Transcript
A (0:00)
After helping people optimize models for about a decade and a half, I came to a really interesting realization that I was solving the wrong problem. And foundationally it was that the thing that's holding back people getting value from these AI systems is not performance. It's not about squeezing out that last half a percent from some eval function or some performance metric. It's about being able to confidently trust these systems. And I can't tell you how many times over the decades we would help someone optimize a system and they would say, okay, well what did you break? What bad behaviors are you introducing? What lack of robustness do I now have because I've overfit this system? And we're seeing people do the exact same thing again today with LLMs where they're focusing on these high level metrics, these end outputs, these performance evals, and that ends up masking all of these potentially undesired behaviors within the system itself.
B (0:56)
Welcome to the A16Z AI podcast.

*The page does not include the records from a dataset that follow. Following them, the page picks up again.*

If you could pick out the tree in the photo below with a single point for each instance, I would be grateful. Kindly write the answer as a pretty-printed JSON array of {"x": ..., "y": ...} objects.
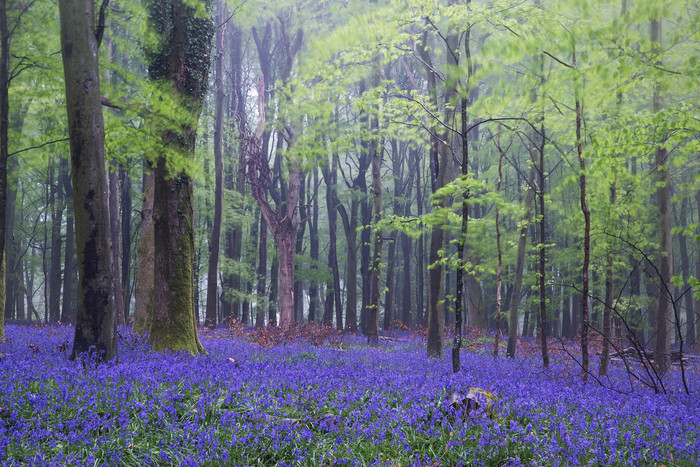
[
  {"x": 662, "y": 346},
  {"x": 179, "y": 66},
  {"x": 214, "y": 245},
  {"x": 95, "y": 330}
]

I'm Derek Harris and I'm joined this week by a16Z partner Matt Borenstein and Distributional co founder and CEO Scott Clark for a deep dive on deploying and testing AI systems, particularly, but not exclusively, LLMs in enterprise environments. We cover a number of topics under this broad umbrella, but the focus is really on how enterprise users can and are trying to establish a trusting relationship with AI so they can actually put it to work on important work and scale their deployments beyond small projects. Generative AI can be inherently chaotic at a systems level, so it's a process that involves invoking some level of control over usage and lots of lots of monitoring and testing to track behaviors and ensure small changes to one part of the system. A system prompt, for example, don't have unexpected impacts in other parts, including customer facing outputs. The discussion begins with Scott giving his somewhat tongue in cheek definitions of machine learning and artificial intelligence before sharing some of his background, including the hard earned realization that trust, not performance optimization is the biggest factor in how heavily large companies will deploy AI. As a reminder, please note that the content here is for informational purposes only, should not be taken as legal, business, tax or investment advice, or be used to evaluate any investment or security, and is not directed at any investors or potential investors in any A16Z fund. For more details, please see a16z.com disclosures.
C (2:27)
So can you just define for us what's machine learning? What's AI like? As someone who's lived through the ups and downs of this market, I remember.
A (2:35)
Answering a similar question I think on an A16C podcast maybe eight years ago.